Developmental patterns of somatostatin-receptors and somatostatin-immunoreactivity during early neurogenesis in the rat.

The temporal pattern of distribution of somatostatin receptor was investigated using the somatostatin analogue [125I]Tyr0-DTrp8-somatostatin14 as a ligand and compared with that of somatostatin immunoreactivity during early developmental stages in the spinal cord and the sensory derivatives in rat fetuses. Qualitative and quantitative analysis showed that somatostatin receptors were detected in a transient manner. In the neural tube, they were clearly associated with immature premigratory cells and with the developing white matter.

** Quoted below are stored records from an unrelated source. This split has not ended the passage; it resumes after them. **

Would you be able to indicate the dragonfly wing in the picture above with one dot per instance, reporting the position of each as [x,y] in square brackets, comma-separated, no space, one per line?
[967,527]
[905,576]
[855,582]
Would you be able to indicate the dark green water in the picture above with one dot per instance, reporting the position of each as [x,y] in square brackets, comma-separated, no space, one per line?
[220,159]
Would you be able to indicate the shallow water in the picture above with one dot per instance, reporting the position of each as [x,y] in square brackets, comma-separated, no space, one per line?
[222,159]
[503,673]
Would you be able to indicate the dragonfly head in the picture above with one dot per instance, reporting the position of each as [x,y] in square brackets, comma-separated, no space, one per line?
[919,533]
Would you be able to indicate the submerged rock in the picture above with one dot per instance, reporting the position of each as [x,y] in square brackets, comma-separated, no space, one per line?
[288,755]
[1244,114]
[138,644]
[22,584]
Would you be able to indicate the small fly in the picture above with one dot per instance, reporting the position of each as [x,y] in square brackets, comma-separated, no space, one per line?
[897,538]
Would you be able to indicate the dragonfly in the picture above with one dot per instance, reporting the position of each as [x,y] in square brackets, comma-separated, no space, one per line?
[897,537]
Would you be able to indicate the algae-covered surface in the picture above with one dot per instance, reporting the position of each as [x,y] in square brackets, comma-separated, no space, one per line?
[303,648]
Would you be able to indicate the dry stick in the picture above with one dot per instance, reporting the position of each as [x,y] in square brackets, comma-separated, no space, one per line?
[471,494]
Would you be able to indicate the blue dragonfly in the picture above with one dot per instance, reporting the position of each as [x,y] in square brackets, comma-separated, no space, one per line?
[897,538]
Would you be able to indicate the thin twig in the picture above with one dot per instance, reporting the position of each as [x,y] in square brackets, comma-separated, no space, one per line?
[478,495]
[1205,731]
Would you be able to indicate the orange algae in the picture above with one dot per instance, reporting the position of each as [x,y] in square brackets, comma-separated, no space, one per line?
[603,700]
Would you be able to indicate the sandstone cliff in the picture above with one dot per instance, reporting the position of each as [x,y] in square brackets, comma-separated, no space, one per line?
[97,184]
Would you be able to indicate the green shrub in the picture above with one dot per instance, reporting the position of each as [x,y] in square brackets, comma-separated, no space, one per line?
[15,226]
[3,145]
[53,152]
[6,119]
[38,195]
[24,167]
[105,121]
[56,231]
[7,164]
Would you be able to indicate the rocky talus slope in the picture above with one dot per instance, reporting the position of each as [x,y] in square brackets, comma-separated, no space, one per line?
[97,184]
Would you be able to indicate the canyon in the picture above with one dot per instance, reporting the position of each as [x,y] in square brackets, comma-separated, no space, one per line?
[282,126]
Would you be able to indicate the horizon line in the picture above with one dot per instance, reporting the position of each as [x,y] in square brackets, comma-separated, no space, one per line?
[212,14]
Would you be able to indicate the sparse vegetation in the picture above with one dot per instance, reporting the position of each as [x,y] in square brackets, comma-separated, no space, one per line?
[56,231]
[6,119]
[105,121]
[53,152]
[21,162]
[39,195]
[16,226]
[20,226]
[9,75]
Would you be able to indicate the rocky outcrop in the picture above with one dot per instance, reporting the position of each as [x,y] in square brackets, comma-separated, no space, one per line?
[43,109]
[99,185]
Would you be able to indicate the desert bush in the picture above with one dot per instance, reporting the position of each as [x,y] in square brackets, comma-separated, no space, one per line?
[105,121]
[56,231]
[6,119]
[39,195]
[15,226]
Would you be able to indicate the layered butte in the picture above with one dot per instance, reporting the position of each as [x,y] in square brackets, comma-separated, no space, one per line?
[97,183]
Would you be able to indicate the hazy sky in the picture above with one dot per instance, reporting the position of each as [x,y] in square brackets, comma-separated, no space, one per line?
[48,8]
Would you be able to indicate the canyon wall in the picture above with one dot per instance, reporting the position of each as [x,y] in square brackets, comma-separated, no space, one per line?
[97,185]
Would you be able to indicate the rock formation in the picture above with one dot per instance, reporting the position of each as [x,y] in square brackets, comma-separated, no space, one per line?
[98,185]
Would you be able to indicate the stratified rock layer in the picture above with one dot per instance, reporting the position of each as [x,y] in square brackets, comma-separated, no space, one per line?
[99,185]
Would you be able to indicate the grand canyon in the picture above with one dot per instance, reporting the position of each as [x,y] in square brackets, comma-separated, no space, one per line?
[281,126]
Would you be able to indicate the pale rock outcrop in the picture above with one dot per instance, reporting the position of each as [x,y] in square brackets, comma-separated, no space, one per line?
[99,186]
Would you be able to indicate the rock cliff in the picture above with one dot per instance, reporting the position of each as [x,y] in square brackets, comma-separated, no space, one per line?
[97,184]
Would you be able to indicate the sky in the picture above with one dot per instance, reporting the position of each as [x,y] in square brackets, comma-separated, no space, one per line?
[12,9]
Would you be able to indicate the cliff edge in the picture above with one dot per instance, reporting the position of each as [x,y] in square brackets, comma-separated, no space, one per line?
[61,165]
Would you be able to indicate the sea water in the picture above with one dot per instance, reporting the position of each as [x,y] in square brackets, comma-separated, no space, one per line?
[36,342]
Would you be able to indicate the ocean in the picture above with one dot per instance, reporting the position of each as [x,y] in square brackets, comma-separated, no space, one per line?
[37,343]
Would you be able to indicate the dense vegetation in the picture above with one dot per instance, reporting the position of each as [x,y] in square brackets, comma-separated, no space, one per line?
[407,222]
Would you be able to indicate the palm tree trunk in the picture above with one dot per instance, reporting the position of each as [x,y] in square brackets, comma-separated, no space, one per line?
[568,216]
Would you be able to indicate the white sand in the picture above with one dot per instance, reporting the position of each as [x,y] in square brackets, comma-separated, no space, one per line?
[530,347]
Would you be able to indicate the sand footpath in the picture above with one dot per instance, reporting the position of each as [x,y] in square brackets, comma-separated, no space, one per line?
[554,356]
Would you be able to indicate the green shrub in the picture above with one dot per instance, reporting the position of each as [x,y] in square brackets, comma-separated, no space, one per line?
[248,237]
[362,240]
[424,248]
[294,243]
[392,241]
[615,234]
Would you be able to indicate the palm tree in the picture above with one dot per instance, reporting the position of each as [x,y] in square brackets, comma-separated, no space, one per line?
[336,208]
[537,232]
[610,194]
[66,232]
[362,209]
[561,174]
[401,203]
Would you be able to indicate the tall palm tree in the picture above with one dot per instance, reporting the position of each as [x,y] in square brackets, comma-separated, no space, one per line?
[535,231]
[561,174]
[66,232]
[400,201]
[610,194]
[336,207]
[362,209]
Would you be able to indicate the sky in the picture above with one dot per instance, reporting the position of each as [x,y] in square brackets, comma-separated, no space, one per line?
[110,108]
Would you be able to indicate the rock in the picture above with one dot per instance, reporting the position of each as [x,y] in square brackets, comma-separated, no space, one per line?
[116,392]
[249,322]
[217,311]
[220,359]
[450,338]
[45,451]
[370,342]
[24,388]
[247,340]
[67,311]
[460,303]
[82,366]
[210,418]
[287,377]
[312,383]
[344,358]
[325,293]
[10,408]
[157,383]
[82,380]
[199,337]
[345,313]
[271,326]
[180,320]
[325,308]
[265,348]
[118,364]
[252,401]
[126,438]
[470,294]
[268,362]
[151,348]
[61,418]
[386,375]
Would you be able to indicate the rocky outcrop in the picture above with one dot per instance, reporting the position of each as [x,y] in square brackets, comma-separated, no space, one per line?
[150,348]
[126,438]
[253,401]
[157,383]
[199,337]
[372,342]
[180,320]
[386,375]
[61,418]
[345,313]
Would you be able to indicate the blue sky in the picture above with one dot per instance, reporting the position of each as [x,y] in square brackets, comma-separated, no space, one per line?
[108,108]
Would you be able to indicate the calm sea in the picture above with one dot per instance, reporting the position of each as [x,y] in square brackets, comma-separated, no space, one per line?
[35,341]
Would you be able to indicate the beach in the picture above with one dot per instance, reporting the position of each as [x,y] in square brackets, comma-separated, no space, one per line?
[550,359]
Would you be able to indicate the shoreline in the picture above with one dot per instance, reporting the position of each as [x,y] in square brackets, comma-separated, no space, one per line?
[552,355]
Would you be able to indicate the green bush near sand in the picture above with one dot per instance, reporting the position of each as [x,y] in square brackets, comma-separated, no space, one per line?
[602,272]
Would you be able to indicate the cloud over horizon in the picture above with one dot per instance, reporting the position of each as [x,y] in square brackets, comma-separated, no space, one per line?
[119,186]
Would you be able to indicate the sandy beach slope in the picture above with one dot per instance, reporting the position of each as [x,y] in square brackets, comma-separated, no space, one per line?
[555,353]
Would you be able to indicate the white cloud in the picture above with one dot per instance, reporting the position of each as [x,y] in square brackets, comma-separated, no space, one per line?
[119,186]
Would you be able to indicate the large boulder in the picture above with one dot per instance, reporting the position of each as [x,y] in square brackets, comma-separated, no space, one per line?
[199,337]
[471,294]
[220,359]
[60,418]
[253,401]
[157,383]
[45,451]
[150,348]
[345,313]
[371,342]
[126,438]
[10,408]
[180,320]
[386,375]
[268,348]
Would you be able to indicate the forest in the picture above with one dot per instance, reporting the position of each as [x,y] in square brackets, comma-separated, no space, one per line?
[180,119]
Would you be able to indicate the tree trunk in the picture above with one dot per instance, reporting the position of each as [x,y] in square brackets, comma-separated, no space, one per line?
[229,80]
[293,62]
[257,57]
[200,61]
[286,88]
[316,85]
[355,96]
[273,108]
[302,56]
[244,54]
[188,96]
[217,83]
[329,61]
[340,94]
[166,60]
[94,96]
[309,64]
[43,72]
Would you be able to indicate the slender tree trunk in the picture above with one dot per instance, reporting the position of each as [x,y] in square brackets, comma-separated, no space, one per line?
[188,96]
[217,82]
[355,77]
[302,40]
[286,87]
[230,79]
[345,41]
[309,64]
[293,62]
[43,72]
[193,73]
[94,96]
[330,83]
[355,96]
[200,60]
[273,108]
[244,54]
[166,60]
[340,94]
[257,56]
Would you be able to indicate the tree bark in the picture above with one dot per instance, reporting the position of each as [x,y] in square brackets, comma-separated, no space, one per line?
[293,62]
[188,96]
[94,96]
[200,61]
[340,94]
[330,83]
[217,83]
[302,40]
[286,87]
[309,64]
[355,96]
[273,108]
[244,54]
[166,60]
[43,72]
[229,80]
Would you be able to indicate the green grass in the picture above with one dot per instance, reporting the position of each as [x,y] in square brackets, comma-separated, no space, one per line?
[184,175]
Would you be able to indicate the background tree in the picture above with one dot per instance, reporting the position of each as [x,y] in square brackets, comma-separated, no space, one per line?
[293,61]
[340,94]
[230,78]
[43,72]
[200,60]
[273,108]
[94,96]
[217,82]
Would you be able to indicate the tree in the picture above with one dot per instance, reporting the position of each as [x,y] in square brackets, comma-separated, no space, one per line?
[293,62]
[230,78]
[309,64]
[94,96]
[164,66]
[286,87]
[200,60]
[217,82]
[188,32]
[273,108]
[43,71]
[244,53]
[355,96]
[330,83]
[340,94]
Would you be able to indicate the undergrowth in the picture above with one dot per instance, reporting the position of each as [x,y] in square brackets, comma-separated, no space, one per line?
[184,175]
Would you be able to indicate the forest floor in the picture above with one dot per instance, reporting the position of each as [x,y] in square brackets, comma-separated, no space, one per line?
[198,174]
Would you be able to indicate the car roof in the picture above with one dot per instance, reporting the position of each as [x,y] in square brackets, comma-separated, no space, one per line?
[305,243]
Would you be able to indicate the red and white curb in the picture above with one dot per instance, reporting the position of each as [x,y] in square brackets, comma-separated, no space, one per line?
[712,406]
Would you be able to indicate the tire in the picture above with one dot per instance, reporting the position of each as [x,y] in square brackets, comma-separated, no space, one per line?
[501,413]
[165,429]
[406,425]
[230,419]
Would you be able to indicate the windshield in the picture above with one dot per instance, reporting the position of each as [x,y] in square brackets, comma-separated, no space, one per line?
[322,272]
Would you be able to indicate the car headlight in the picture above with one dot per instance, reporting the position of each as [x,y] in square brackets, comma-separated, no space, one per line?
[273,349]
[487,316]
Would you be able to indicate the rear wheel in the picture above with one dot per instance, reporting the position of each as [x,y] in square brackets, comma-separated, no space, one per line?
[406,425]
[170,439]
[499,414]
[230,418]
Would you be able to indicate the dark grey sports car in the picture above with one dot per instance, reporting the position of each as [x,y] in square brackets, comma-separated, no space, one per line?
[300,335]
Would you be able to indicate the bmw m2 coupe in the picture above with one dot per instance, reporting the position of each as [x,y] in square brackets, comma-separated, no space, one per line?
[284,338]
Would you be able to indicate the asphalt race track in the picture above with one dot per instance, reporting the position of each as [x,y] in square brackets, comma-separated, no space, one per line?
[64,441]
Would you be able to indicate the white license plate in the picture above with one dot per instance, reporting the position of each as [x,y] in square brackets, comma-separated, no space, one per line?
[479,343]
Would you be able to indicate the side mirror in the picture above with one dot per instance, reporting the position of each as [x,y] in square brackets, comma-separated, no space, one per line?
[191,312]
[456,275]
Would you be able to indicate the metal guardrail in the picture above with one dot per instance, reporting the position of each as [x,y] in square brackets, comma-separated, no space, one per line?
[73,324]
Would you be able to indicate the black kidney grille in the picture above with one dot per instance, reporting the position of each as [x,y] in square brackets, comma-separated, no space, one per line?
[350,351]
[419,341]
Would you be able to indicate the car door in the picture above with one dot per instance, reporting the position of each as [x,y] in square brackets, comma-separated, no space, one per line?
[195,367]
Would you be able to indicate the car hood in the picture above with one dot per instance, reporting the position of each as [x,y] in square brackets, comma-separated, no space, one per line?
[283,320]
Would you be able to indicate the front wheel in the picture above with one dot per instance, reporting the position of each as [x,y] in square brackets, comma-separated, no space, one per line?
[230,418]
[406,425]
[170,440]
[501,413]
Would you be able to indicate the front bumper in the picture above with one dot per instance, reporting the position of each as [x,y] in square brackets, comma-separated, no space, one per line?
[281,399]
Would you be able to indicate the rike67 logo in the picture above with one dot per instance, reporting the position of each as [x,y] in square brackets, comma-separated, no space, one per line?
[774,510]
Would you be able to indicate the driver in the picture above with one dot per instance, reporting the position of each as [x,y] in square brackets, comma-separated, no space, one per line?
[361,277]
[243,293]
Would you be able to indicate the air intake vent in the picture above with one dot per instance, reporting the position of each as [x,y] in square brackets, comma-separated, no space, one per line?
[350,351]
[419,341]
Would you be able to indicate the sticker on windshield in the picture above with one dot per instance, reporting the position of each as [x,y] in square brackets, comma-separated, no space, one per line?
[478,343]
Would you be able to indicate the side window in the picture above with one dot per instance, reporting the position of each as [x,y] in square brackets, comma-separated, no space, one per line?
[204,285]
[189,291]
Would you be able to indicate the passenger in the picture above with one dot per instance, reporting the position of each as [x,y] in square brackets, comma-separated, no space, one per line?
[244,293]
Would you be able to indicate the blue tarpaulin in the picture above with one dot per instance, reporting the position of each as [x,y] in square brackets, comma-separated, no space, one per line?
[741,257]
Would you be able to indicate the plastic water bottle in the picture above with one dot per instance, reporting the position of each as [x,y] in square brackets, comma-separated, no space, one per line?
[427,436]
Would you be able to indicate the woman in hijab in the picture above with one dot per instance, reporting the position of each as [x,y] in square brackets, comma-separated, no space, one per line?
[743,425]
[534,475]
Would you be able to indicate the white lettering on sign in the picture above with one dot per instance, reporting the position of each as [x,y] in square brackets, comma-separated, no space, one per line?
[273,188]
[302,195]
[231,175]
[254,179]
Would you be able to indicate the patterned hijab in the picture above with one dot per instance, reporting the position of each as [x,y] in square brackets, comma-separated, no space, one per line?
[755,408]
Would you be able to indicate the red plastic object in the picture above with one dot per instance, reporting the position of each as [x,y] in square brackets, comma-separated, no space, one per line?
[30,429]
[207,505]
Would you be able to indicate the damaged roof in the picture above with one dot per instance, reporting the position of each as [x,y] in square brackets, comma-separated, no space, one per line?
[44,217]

During the time-period examined (from day 10.5 to 16.5), the disappearance of somatostatin receptors followed a ventro to dorsal gradient probably linked to the regression of the ventricular zone. In sensory derivatives, they were expressed in the forming ganglia and their central and peripheral nerves from embryonic day 12.5 to 16.5 inclusive, with a peak around day 14.5 and low levels observed at day 16.5. Competition experiments performed at embryonic day 14.5 demonstrated that somatostatin1-14, somatostatin1-28, and Octreotide displaced specific binding with nanomolar affinities while CGP 23996 was only active at micromalar doses. Such displacements are compatible with the SSTR2 and/or SSTR4 pharmacology. During the time period examined, some transient somatostatin immunoreactive cell bodies and fibers were detected in the neural tube and in the sensory derivatives. These results demonstrate the existence, in neuronal derivatives, of a complex temporal and anatomical pattern of expression of somatostatin receptors, from the SSTR2/SSTR4 subtype(s), and somatostatin immunoreactivity. It appears that the transient expression of somatostatin receptors and/or somatostatin immunoreactivity characterizes critical episodes in the development of a cohort of neurons; a fact that unequivocally reinforces the notion that somatostatin plays a fundamental role during neurogenesis in vertebrates.